Are people in Ottawa posibly a little bit wiser than people in Toronto ? ;)

http://www.tac-atc.ca/English/pdf/module2-8.pdf

It's really really unfortunate that we live in a city that pre-occupies itself with banning coffee cups .... but allows these sites to grow .... then asks people who raise the concern "what would you do?".
 
Ottawa receives two to three times as much snow as Toronto does. And in that city, snow removal actually means removal- and not just plowing it off to the side of the road. Consequently, they have snow dumps of considerable size in that city.

The Ottawa snow dump outlined in the article you posted had a limited life anyway. Development is moving in from the east and west and Hintonburg is gradually being gentrified by people looking for relatively inexpensive homes near downtown Ottawa. Besides, at 2,700 square kilometres, there's a huge amount of space to dump snow in that town.
 
There's always been one near Kipling Station, by the old movie theatre lot. The trains go right by it.

There's another City snow dump on the south side of Unwin Avenue (north of cycle path) and another in the Don Valley near Pottery Road.
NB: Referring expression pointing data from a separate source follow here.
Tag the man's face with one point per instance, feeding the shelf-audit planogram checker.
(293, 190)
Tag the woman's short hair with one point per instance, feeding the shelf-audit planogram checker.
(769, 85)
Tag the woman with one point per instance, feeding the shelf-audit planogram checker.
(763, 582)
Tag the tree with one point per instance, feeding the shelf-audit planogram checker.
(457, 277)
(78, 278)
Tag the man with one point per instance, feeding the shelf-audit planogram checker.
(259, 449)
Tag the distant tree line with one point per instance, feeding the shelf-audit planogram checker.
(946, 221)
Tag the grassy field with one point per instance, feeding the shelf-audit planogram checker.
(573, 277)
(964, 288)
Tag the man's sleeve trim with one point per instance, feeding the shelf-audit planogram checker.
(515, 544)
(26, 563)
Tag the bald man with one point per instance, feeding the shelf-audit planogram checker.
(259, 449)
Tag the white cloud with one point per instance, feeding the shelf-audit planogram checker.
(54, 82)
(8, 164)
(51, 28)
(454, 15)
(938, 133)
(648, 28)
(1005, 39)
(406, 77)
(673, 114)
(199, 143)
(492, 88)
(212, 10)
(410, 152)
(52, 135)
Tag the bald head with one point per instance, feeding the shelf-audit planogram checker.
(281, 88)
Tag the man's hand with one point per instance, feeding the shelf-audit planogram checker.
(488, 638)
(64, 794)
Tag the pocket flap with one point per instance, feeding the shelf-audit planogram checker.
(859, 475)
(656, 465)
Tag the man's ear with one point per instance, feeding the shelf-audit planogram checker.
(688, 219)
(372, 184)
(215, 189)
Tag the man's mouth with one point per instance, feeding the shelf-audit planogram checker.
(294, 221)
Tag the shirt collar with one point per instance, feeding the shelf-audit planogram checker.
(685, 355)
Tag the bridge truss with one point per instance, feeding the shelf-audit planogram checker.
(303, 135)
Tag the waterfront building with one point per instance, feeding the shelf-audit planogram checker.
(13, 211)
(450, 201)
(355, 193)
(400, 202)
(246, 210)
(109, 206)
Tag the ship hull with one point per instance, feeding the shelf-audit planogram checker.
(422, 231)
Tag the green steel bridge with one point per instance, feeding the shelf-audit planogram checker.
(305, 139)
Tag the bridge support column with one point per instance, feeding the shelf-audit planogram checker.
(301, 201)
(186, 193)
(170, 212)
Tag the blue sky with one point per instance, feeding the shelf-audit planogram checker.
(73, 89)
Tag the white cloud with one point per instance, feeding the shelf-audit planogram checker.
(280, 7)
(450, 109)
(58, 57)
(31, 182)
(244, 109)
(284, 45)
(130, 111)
The City seems to have three choices. A. Leave the snow piled up on the streets, B. use the City's snow melting machines or C Truck the snow to snow dumps. No matter which method is used there will always be 'crap' mixed with the snow - I suppose that when the snow going to the dumps melts the (possibly contaminated) water can get into the ground-water rather than into the sewers so it is probably the least environmentally sensitive method.